Nothing but “blue skies” ?

… or schools without teachers ?

The Blue Skies Paper sets out a “vision” of “Workforce Reform” where schools “should seek to exploit … the new legal freedoms we have given schools”. 

It spells out clearly that this can now mean using support staff to “teach” as long as they “operate under a system of supervision by a QTS teacher – but that teacher might of course be the Head”. 

Yes, here’s their vision of the education of the future – schools where the only qualified teacher employed might be the headteacher !

Opponents of the Government’s “Workforce Agreement” have always warned that its real purpose was to introduce “teaching-on-the-cheap”. Along with the introduction of new Staffing Regulations that allow anybody to teach, no matter what qualifications, we warned that the “deal” was designed to pave the way to teaching jobs being taken over by cheaper, less qualified staff.

If anyone thought this was exaggeration then they need to read the “Blue Skies” Report leaked to the Times Educational Supplement last month. This strategy paper, apparently written by a senior civil servant in the DfES, goes further than even the NUT could have imagined !

Education Minister, David Milliband, has tried to distance himself from the Paper, saying it was not Government policy. But, whether officially sanctioned by Ministers or not, the DfES Official has simply spelt out the logical conclusion of where the Government has been taking education. Indeed, the official rightly says that his ideas are based on the “teacher supply and value for money dilemmas” first spelt out by Estelle Morris’ in a keynote speech that helped launch “workforce reform” in 2001.

The Blue Skies Paper also reveals exactly what those “dilemmas” are. Cutting through New Labour spin, it admits that “Spending Review 2004 will be very tight, with new reforms largely needing to be funded from reworking existing budgets”. In other words, even this year, let alone in future, schools won’t have the money they need to genuinely reduce teacher workload or improve support staff pay. Instead, any changes will have to be paid for by employing cheaper unqualified staff instead of qualified teachers.

It seems the DfES have given up on ever having the resources needed for schools to genuinely reduce the workload, pay and conditions of teachers so that enough graduates will want to work, and remain, in our classrooms.

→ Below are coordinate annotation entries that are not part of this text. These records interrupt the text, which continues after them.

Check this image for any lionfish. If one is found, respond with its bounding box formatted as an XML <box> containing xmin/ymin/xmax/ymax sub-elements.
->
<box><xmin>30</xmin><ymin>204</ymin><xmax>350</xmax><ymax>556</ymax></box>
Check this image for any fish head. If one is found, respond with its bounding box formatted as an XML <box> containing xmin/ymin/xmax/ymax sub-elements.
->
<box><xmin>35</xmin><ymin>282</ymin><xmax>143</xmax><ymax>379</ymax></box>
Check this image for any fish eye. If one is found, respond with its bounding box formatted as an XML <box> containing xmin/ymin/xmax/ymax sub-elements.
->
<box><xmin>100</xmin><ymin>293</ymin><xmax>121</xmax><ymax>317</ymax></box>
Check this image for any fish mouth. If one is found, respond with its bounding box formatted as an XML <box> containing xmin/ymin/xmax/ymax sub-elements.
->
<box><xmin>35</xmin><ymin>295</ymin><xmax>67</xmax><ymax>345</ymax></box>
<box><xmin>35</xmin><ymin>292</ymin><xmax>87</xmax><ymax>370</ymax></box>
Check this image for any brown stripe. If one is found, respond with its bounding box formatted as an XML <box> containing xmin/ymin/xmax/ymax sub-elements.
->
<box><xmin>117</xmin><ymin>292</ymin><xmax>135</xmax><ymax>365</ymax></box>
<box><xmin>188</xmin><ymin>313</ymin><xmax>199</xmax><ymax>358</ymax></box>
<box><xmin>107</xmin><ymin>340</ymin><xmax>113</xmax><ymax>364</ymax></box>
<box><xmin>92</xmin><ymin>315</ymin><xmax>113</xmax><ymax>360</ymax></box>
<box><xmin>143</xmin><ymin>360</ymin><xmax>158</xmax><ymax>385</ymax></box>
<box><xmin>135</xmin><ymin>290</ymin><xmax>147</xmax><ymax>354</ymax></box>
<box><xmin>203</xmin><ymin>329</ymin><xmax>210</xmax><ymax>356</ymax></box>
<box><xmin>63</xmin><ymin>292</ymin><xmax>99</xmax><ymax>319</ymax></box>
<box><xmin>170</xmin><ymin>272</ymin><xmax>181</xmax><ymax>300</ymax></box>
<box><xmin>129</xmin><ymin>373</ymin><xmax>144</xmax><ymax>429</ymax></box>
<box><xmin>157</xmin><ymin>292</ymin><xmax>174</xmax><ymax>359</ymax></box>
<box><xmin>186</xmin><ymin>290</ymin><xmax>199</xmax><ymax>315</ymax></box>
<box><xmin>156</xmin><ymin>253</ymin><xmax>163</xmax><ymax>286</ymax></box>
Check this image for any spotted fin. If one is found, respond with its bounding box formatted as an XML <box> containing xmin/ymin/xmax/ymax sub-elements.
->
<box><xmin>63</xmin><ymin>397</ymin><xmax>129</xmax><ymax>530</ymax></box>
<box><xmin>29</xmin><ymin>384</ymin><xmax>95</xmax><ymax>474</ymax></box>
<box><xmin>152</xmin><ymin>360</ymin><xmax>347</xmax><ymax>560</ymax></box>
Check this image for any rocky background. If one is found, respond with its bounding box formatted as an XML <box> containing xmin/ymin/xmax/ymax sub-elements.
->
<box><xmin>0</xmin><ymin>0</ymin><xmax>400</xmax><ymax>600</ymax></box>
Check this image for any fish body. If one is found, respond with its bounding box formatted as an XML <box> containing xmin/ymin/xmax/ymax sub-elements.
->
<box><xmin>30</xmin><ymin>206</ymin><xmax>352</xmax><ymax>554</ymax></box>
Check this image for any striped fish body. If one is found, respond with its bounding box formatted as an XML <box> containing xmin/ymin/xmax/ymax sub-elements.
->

The official instead argues for changes “affordable within current spending levels…That will take us into essential, but presentationally uncomfortable areas, like the case for reducing overall teacher numbers to pay for a better adult:pupil ratio”. Yes, saying it doesn’t matter if your child is taught by a qualified teacher or not may indeed be difficult to sell to parents !

The Blue Skies Paper is one more argument for the trade unions presently signed up to “Workforce Reform” to withdraw from their “Agreement” with the Government. If the “deal” isn’t going to have funding to employ more staff, if it is really about replacing teachers with non-qualified staff – as the NUT have always warned – then it is a deal that must be ditched.